Tribunal permanent des Peuples : le conflit entre l’Etat turc et le PKK est un conflit armé non international, soumis aux règles de droit international humanitaire

Sous la présidence de Philippe Texier, juge honoraire à la Cour de Cassation de France, le Tribunal permanent des Peuples (TPP) a déclaré l’État turc responsable du déni au peuple kurde de son droit à l’autodétermination, suivant en cela la démonstration des procureurs Jan Fermon et Sara Montinaro, qui ont fait valoir, à la lumière des faits exposés (que le TPP qualifie dans son verdict de crimes de guerre et de crimes d’Etat), que c’est ce déni systématique qui a conduit au conflit armé entre l’Etat et le parti des travailleurs du Kurdistan (PKK).

La qualification juridique qu’il convient de donner à ce conflit armé qui oppose la Turquie au PKK est d’une importance capitale, car c’est de cette qualification que découle le droit applicable aux activités militaires de cette organisation. La démonstration des procureurs devrait éclairer toutes les personnes de bonne foi qui qualifient encore le PKK comme une organisation terroriste : en examinant les hostilités qui ont cours depuis 1984 sur les territoires kurdes de Turquie, leur intensité, leur durée et les qualités des parties à ces hostilités, le Tribunal peut affirmer que le conflit armé qui oppose les autorités de l’Etat turc et l’organisation politico-militaire kurde, le parti des travailleurs du Kurdistan (PKK), est un conflit armé non international qui répond aux critères énoncés dans les conventions, la jurisprudence et la doctrine ci-dessus précitées. Le Tribunal vérifie cette qualification juridique tant ce qui concerne le conflit lui-même que l’organisation PKK.

Au terme de cet examen, il apparaît au Tribunal que le PKK est une organisation dotée de structures avec des responsables nationaux, régionaux et locaux. Cette hiérarchie du PKK définit des politiques et donne des instructions qui sont respectées par les membres de l’organisation et même par la majorité des populations kurdes. L’organisation conduit des opérations de grandes envergures qui obligent le gouvernement turc à mobiliser des milliers de soldats et de recrues sur de longues périodes. (Voir à ce sujet Yildiz, K, and Breau S, The Kurdish Conflict: International Humanitarian Law and Post-Conflict Mechanisms; London and New York, Routledge, 2010). A cette capacité militaire du PKK rapportée par des analystes et des observateurs, le Tribunal Permanent des Peuples confirme que, au cours des auditions auxquelles il a procédé, les représentants du PKK ont fait état de nombreuses opérations menées contre les forces armées turques. Plusieurs témoins ont fait état des actions du PKK organisées en vue de porter secours aux populations, montrant ainsi du même coup la proximité de cette organisation avec le peuple et sa représentativité…

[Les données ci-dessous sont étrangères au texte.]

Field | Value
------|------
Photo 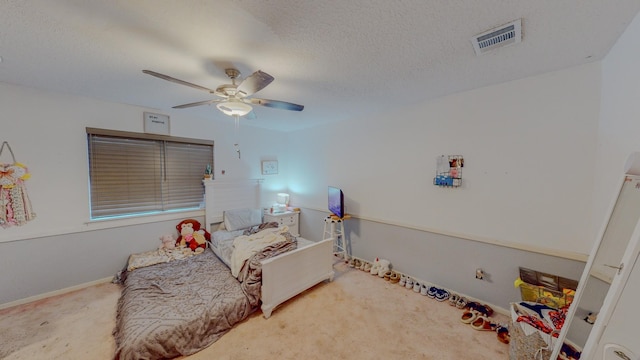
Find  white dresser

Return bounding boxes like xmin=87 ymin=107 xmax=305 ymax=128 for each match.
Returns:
xmin=264 ymin=211 xmax=300 ymax=236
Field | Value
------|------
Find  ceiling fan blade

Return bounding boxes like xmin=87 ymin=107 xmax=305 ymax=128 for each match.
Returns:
xmin=142 ymin=70 xmax=215 ymax=94
xmin=238 ymin=70 xmax=274 ymax=96
xmin=247 ymin=98 xmax=304 ymax=111
xmin=173 ymin=99 xmax=222 ymax=109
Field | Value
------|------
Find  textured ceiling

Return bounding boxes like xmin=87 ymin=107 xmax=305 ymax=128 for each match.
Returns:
xmin=0 ymin=0 xmax=640 ymax=131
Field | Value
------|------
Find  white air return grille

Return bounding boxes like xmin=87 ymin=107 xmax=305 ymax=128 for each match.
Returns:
xmin=471 ymin=19 xmax=522 ymax=55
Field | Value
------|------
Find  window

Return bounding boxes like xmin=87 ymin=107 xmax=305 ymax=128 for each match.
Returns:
xmin=87 ymin=128 xmax=213 ymax=219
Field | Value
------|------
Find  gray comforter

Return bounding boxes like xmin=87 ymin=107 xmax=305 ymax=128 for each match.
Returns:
xmin=113 ymin=238 xmax=297 ymax=360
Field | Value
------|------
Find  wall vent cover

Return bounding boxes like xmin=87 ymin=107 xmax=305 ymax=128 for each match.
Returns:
xmin=471 ymin=19 xmax=522 ymax=55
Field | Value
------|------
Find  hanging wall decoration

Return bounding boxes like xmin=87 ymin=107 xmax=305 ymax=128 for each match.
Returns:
xmin=433 ymin=155 xmax=464 ymax=187
xmin=0 ymin=141 xmax=36 ymax=228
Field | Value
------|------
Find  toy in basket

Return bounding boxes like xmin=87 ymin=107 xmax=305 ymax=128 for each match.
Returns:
xmin=515 ymin=278 xmax=576 ymax=309
xmin=514 ymin=267 xmax=578 ymax=309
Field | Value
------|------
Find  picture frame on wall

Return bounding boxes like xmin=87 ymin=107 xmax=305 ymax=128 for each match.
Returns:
xmin=144 ymin=112 xmax=170 ymax=135
xmin=262 ymin=160 xmax=278 ymax=175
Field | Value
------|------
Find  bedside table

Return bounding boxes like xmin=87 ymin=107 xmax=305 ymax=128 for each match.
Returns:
xmin=264 ymin=211 xmax=300 ymax=236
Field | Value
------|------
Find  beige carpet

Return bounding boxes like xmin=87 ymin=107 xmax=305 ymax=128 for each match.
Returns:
xmin=0 ymin=262 xmax=509 ymax=360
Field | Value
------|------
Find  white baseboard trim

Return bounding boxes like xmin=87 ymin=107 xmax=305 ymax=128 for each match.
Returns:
xmin=0 ymin=276 xmax=113 ymax=310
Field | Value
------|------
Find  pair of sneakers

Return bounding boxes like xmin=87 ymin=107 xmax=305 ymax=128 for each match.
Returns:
xmin=427 ymin=286 xmax=451 ymax=301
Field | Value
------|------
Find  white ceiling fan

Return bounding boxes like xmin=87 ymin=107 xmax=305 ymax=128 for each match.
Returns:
xmin=142 ymin=68 xmax=304 ymax=119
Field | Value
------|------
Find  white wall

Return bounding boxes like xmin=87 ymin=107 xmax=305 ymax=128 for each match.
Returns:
xmin=288 ymin=63 xmax=601 ymax=255
xmin=0 ymin=83 xmax=287 ymax=305
xmin=0 ymin=83 xmax=286 ymax=242
xmin=593 ymin=11 xmax=640 ymax=231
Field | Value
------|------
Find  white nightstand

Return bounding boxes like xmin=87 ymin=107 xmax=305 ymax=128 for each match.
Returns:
xmin=264 ymin=211 xmax=300 ymax=236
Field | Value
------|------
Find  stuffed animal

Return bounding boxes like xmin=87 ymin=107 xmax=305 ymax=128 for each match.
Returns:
xmin=176 ymin=219 xmax=211 ymax=253
xmin=160 ymin=234 xmax=176 ymax=250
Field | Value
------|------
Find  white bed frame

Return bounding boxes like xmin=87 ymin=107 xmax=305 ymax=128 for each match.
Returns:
xmin=204 ymin=180 xmax=334 ymax=319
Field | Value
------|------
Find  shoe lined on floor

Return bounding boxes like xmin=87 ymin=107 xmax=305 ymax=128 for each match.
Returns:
xmin=471 ymin=316 xmax=498 ymax=331
xmin=496 ymin=324 xmax=511 ymax=344
xmin=420 ymin=284 xmax=429 ymax=296
xmin=398 ymin=274 xmax=407 ymax=286
xmin=389 ymin=271 xmax=400 ymax=284
xmin=449 ymin=294 xmax=460 ymax=306
xmin=460 ymin=310 xmax=480 ymax=324
xmin=369 ymin=258 xmax=380 ymax=275
xmin=404 ymin=276 xmax=413 ymax=289
xmin=427 ymin=286 xmax=438 ymax=299
xmin=436 ymin=289 xmax=451 ymax=301
xmin=465 ymin=301 xmax=493 ymax=317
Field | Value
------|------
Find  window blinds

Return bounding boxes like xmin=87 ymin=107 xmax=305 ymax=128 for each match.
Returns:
xmin=87 ymin=129 xmax=213 ymax=219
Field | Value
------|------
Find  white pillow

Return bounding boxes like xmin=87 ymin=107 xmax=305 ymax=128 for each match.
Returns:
xmin=224 ymin=209 xmax=262 ymax=231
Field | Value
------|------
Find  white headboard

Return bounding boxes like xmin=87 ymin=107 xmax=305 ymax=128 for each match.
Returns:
xmin=203 ymin=179 xmax=262 ymax=232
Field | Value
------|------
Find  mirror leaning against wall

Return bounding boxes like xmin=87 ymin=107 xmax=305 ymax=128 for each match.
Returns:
xmin=551 ymin=153 xmax=640 ymax=359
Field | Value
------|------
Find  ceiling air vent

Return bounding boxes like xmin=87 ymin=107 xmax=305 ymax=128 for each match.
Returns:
xmin=471 ymin=19 xmax=522 ymax=55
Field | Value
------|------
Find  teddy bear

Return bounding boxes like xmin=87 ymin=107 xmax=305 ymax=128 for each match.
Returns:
xmin=160 ymin=234 xmax=176 ymax=250
xmin=175 ymin=219 xmax=211 ymax=253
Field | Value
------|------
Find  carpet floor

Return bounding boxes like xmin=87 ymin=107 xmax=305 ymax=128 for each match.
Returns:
xmin=0 ymin=261 xmax=509 ymax=360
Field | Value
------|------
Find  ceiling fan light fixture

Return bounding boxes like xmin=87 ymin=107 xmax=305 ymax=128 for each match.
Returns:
xmin=216 ymin=100 xmax=253 ymax=116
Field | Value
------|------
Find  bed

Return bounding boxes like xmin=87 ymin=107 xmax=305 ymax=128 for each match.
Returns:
xmin=114 ymin=180 xmax=334 ymax=359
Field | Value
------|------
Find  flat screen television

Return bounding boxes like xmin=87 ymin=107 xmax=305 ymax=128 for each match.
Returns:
xmin=328 ymin=186 xmax=344 ymax=218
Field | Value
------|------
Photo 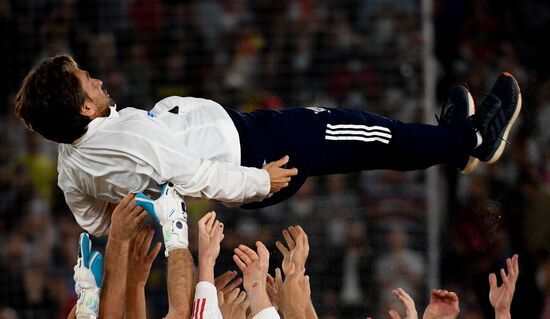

Au vu de tous ces éléments et pour ces raisons, le Tribunal Permanent des Peuples considère que le conflit armé qui oppose les autorités et les forces armées et de sécurité de l’Etat turc et les forces armées du PKK sur le territoire turc et notamment dans les régions peuplées majoritairement par des populations kurdes est un conflit armé non international soumis aux règles de droit international humanitaire.

Les politiques répressives des autorités turques contre les populations kurdes laissent-ils d’autres choix au peuple kurde que la lutte armée ? La question fait débat. Elle est légitime. Mais le débat doit dépasser la réflexion théorique et chacun doit se poser la question : que fait-on pour la paix ? Paraphrasant de Gaulle au sujet de l’Europe, on peut dire : bien entendu, on peut sauter sur sa chaise comme un cabri en disant la Paix, la Paix… mais cela n’aboutit à rien et cela ne signifie rien. L’appréciation du TPP tord en tous cas le cou à l’assertion PKK= terroriste.